Había deseado, con todas mis ganas, estar sola, pero qué dura se hace la soledad en Navidad.

Aquel 24 de diciembre, las calles de París estaban repletas de hombres, mujeres, niños, personas todas con abrigos de paño, bufandas de lana, ropa de invierno. Eran, casi todas, compradoras de sustentos, regalos y sueños para disfrutar la Navidad. En los comercios sonaban las canciones navideñas, tonadas de todas las partes, con todos los ritmos. Todo el mundo estaba acompañado de alguien que sonreía o carcajeaba. Yo no, yo estaba sola.

Soy la mayor de los 11 hijos de una familia andaluza, y me crie con ellos en un atestado barrio de Viviendas de Protección Oficial de las afueras de Málaga, así que había pasado gran parte de mi vida deseando la soledad.
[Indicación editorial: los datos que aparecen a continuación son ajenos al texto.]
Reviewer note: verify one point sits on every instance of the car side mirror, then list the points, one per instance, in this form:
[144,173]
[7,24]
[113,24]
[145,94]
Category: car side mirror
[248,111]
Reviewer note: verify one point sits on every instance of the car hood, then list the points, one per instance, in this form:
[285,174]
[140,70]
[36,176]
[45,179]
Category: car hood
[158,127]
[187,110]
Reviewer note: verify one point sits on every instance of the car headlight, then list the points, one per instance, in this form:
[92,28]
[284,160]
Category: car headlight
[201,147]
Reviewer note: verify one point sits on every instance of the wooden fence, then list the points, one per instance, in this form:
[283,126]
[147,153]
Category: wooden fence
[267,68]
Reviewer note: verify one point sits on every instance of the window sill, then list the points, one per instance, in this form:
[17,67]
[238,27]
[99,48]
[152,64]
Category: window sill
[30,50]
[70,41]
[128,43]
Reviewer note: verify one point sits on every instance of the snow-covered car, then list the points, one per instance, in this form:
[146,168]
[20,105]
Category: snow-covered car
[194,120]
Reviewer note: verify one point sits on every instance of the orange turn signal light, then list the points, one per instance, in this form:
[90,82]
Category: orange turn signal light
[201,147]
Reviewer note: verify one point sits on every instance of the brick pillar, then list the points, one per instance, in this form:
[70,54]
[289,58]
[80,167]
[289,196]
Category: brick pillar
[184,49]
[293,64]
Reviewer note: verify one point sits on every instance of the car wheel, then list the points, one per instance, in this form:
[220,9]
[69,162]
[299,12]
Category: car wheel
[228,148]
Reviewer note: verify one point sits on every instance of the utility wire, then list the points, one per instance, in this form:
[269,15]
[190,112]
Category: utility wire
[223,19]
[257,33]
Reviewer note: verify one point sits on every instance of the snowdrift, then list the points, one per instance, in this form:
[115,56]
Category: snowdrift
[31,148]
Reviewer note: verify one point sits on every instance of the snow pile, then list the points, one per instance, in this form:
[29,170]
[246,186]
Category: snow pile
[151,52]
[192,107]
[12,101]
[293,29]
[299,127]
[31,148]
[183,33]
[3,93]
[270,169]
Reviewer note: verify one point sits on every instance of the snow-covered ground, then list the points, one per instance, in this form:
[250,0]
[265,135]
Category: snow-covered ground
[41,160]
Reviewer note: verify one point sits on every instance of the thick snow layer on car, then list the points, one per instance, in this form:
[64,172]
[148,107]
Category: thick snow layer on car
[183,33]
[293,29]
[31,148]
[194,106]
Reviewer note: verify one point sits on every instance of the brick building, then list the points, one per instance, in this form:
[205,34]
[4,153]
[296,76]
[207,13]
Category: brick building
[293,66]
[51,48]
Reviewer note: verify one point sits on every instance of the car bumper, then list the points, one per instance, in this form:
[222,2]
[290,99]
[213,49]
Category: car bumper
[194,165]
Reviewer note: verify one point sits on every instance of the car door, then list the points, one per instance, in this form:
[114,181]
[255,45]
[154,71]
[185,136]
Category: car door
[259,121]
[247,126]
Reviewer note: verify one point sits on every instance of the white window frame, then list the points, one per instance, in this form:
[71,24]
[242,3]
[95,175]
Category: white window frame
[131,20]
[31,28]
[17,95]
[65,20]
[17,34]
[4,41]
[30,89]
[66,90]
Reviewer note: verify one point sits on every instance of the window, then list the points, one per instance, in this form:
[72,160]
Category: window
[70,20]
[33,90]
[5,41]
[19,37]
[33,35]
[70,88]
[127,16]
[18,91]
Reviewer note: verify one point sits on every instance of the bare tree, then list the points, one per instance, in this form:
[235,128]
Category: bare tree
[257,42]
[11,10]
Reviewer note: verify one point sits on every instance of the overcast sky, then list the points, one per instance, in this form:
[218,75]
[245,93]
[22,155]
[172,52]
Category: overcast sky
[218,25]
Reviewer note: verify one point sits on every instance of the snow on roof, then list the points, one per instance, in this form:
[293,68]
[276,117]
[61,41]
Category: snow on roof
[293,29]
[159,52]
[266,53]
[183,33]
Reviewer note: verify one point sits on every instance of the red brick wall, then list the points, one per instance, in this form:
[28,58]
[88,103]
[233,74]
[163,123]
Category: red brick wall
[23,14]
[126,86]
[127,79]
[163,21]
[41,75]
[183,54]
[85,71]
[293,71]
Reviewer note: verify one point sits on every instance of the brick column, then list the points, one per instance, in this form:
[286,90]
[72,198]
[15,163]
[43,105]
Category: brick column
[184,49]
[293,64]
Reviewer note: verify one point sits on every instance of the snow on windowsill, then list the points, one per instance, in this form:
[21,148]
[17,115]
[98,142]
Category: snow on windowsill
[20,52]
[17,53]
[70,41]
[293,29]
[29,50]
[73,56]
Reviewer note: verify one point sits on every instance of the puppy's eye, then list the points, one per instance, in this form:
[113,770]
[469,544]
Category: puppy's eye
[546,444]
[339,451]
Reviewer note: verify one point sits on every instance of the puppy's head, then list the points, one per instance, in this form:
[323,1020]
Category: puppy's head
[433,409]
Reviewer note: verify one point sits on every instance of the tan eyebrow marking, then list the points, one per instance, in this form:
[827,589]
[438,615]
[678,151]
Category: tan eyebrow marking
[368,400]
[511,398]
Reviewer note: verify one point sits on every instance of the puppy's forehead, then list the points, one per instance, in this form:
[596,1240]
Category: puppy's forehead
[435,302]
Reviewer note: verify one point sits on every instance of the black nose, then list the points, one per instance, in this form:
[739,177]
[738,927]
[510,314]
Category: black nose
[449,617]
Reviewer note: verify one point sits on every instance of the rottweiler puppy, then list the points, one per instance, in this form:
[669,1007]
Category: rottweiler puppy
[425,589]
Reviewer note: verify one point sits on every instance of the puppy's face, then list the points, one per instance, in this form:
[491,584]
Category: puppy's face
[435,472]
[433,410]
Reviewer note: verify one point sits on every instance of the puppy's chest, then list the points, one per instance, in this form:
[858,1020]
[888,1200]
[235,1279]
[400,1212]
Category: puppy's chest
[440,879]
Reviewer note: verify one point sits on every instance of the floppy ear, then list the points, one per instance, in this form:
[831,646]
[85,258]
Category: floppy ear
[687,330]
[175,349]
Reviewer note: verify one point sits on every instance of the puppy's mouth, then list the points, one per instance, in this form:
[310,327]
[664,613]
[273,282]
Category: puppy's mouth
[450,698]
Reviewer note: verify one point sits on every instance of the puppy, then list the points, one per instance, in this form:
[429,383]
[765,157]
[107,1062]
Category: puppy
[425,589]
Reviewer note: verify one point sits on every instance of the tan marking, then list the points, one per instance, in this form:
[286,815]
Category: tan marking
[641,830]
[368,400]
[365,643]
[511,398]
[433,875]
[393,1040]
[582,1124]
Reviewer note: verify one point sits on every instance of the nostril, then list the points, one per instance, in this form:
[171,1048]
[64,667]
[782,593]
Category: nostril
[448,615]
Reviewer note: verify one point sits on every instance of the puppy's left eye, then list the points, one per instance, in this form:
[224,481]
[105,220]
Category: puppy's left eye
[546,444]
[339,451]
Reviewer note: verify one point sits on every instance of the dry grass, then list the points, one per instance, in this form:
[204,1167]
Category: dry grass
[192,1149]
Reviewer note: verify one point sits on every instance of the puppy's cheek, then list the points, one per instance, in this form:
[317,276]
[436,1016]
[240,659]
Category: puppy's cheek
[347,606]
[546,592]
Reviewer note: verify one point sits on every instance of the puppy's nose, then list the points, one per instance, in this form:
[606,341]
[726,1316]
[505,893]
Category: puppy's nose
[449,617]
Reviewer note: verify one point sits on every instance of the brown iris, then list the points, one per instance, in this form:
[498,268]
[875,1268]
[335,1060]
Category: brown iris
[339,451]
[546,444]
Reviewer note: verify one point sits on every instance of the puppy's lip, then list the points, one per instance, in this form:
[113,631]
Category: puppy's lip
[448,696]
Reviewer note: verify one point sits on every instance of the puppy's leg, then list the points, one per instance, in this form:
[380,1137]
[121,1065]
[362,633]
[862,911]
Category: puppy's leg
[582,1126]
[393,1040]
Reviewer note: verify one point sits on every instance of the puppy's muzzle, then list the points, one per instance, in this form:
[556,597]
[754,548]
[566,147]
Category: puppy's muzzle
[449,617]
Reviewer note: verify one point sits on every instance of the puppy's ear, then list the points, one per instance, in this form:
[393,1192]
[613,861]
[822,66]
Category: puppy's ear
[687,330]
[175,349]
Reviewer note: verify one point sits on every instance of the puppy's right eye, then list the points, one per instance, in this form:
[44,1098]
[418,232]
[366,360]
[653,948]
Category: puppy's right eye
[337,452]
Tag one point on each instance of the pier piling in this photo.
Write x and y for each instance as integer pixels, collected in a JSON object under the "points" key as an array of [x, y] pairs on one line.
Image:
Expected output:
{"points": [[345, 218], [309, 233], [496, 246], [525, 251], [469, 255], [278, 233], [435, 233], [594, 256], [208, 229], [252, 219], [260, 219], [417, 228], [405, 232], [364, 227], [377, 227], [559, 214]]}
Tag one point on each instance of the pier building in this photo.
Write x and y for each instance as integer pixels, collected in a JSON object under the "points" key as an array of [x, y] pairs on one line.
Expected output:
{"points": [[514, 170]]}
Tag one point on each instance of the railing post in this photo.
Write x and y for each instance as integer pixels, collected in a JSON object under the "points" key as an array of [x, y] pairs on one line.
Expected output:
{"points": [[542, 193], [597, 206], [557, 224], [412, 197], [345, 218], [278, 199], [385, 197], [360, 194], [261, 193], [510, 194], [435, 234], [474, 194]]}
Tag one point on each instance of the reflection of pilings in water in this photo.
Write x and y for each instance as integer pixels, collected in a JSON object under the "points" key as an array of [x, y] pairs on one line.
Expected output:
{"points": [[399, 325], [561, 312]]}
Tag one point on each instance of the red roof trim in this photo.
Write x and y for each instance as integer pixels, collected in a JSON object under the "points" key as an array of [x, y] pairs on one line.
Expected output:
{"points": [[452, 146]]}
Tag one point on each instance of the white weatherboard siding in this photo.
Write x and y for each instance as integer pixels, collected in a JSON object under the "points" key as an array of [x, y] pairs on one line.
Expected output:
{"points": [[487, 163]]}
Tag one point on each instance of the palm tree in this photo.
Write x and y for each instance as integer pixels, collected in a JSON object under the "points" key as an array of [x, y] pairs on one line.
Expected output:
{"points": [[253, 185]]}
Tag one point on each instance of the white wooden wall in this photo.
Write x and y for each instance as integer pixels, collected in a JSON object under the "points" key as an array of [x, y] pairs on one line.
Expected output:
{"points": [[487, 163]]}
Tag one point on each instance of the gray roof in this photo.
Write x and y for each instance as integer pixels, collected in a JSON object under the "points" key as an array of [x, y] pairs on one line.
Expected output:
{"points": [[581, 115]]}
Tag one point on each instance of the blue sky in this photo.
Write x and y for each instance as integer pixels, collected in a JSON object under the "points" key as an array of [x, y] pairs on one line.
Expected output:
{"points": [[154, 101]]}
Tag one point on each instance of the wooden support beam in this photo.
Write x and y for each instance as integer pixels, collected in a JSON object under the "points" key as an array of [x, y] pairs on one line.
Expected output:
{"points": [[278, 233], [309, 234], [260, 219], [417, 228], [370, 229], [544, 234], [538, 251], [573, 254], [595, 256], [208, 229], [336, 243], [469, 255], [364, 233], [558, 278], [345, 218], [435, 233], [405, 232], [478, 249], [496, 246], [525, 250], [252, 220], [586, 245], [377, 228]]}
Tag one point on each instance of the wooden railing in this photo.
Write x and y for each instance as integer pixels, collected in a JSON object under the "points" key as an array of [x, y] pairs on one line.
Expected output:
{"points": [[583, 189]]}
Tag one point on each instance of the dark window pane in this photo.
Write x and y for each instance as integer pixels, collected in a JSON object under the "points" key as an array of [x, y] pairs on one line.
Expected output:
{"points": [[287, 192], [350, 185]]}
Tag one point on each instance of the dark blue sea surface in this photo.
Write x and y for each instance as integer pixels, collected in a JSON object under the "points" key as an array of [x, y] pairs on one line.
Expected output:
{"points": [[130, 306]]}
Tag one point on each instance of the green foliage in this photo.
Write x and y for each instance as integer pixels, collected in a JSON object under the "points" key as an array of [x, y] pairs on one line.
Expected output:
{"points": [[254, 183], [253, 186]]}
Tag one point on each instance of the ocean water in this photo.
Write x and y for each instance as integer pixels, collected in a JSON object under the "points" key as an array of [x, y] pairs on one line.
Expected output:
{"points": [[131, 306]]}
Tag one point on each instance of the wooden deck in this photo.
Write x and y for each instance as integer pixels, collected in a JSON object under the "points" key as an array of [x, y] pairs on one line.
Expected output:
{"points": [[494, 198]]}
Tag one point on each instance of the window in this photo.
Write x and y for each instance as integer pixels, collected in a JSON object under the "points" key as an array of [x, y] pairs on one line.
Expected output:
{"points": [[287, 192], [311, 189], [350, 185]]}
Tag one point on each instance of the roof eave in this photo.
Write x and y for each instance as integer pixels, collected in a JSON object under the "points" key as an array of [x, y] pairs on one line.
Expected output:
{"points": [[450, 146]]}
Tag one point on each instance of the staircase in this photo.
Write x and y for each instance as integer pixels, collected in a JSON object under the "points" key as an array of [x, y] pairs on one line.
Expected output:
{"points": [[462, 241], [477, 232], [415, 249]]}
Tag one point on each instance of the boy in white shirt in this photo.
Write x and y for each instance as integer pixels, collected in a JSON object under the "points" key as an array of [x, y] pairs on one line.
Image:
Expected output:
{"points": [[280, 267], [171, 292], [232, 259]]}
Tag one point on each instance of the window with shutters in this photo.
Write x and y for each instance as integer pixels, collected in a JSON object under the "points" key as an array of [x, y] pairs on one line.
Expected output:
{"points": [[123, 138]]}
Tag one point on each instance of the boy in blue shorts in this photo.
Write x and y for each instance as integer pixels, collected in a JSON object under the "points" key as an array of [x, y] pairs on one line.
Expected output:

Ahora, pese a todo y a casi todos, me había convertido en una estudiante universitaria de 26 años de edad que estaba afrontando la ruptura de una relación amorosa que había durado seis años, y por fin contemplaba lo que tanto había anhelado, pero no estaba muy segura de que, en realidad, me gustaba.

El sol había pasado el día escondido tras las brumas del Sena y ya la noche empezaba a hacerse visible, y el inevitable regreso a mi pequeño apartamento vacío me provocó desasosiego. Las guirnaldas de luces de colores que decoraban los escaparates y los árboles de los paseos me atraían, y deseaba que alguien saliera de un hogar y me invitara a entrar a una estancia confortable y cálida, con un árbol navideño elegante, salpicado de nieve artificial y colocado sobre un pie de terciopelo cubierto de muchas cajas envueltas en papel de mil dibujos, conteniendo todo tipo de bonitos regalos. Me detuve a la entrada de un pequeño supermercado, y me deprimí aún más al ver a la gente llenando los carros con cosas ricas. Me vi en Málaga, mi Málaga, con mi madre, comprando turrones, mazapanes, polvorones, roscos de vino, peladillas, mantecados, hojaldrinas, alfajores… Cerré los ojos y recordé los panes de higos, las nueces, las avellanas… Recordé los colgantes de caramelos y galletas que, junto a los regalos, recibíamos de niños el Día de Reyes, en la Navidad de mi barrio pobre de Málaga, porque los obsequios más preciados se reservaban para el 6 de enero.

Extrañaba a mi familia, sus fiestas ruidosas, su alegría, los bailes, los cantes navideños con aires flamencos… Quería llorar por haber deseado estar sola y haberlo conseguido.

Frente a una iglesia, camino de mi casa, habían colocado un nacimiento, con figuras de José y María junto al pesebre, y los Reyes Magos ofreciendo sus presentes al Niño Jesús. Me quedé mirando la escena con otros transeúntes, algunos de los cuales se santiguaban y rezaban. Mientras me dirigía a casa, me di cuenta de que la historia del peregrinar de José y María, de puerta en puerta, en busca de posada, se parecía mucho a mi propia historia. Haber dejado Málaga seguía siendo una herida abierta en mi alma, y aún luchaba por saber en quién me había convertido después de 14 años de vivir en París. Había llorado mis pérdidas, muchas veces, muchas navidades, pero, una vez más, me daba cuenta de lo que había ganado. Era independiente, culta, audaz y tenía salud. Me quedaba una vida por delante, repleta de posibilidades.

A veces, el mejor regalo es el que nos damos a nosotros mismos. Aquella Navidad me percaté, una vez más, de lo que había logrado hasta ese momento, y me conjuré, de nuevo, para seguir adelante, firme, sin temores. Es el mejor obsequio que he recibido en mi vida, el que me he regalado y el que más valoro; aunque siga acompañada de esta soledad, también en Navidad.